The menu is in English, but the dishes are unfamiliar. I order a local specialty without knowing what it is—the waiter says it’s steak. It arrives, but calling it steak is a stretch. It’s beef wrapped in dough, garnished with mayonnaise stripes. Only the Coke Zero is decent. I eat to fill up and continue riding towards the nearest town. After 12 kilometers—then 5 more—I arrive. The streets are empty, the shops closed, and Google and Booking show no hotels in town. I stop at a place that looks like a hotel with a restaurant. The waiter says it’s only a restaurant and directs me to a hotel at the edge of town.

At the hotel entrance, I see a parking lot full of cars and hear loud music—there’s a wedding. “Any rooms?” I ask the receptionist. “No rooms, we have a wedding,” he replies. Despairing, I head back to my bike. It’s 9 PM, and freezing. The receptionist approaches me: “If you leave by 8 AM, I have a room.” “Perfect,” I say—I want to leave early anyway. He shows me where to park, and I head to my room. What a relief—the room is warm, new, and cozy, all for 25 euros. First thing, I take a hot shower, which thaws me out and leaves me feeling safe and relaxed. I crawl into bed, the sheets soft, wrapped in a warm duvet, grateful for my luck. Instead of riding on and searching for a hotel, I’m in bed, ready to sleep.
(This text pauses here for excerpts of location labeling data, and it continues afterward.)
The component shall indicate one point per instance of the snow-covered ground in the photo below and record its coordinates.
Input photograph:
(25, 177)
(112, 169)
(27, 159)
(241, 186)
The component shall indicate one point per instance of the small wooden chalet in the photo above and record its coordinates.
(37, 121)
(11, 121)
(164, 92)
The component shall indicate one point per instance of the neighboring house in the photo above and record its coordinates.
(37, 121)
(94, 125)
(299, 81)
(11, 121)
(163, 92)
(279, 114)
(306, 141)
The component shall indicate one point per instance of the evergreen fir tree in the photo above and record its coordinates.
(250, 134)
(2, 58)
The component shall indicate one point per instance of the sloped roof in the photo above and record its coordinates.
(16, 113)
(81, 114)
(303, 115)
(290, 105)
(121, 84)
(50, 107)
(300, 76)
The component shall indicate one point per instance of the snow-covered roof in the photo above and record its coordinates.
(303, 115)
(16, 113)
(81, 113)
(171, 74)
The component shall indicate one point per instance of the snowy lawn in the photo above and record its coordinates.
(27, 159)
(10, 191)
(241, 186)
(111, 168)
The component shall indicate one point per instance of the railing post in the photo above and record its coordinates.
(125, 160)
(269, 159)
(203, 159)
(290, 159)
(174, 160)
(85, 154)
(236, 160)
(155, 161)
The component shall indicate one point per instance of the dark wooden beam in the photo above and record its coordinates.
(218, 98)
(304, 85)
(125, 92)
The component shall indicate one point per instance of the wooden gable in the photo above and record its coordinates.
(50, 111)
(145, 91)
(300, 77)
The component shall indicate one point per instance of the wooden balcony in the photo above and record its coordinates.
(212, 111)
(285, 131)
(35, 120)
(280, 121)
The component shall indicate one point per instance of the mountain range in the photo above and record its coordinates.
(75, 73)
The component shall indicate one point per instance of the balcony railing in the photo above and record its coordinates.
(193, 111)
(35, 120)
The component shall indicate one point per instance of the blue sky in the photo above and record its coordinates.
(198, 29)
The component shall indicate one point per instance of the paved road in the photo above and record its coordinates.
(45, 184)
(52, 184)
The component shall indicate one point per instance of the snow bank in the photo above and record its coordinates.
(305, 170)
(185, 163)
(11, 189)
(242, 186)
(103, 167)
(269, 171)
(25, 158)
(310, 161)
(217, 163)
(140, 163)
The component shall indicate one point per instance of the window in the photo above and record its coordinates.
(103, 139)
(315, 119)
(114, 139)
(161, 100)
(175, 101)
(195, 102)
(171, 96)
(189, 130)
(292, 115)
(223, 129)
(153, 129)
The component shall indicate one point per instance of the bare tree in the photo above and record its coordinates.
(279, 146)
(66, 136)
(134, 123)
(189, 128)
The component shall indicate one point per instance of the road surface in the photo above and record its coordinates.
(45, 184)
7:00 AM—I sit down for breakfast: two fried eggs, cheese, bread, and coffee. I have the whole day ahead, but I leave before the wedding guests wake up. I didn’t check the route before sleeping, and now, after just an hour of riding, I find myself at the Bosnia-Montenegro border.

Four cows roam near the line of cars, grazing on green grass. Three large stray dogs sleep by the border checkpoint. The line moves quickly, and within 15 minutes, I’m riding in the Republic of Montenegro.

The road winds through formidable mountains, eventually revealing a bay surrounded by peaks. I follow the road down to the water’s edge. At the first town I reach, I’ll stop to rest.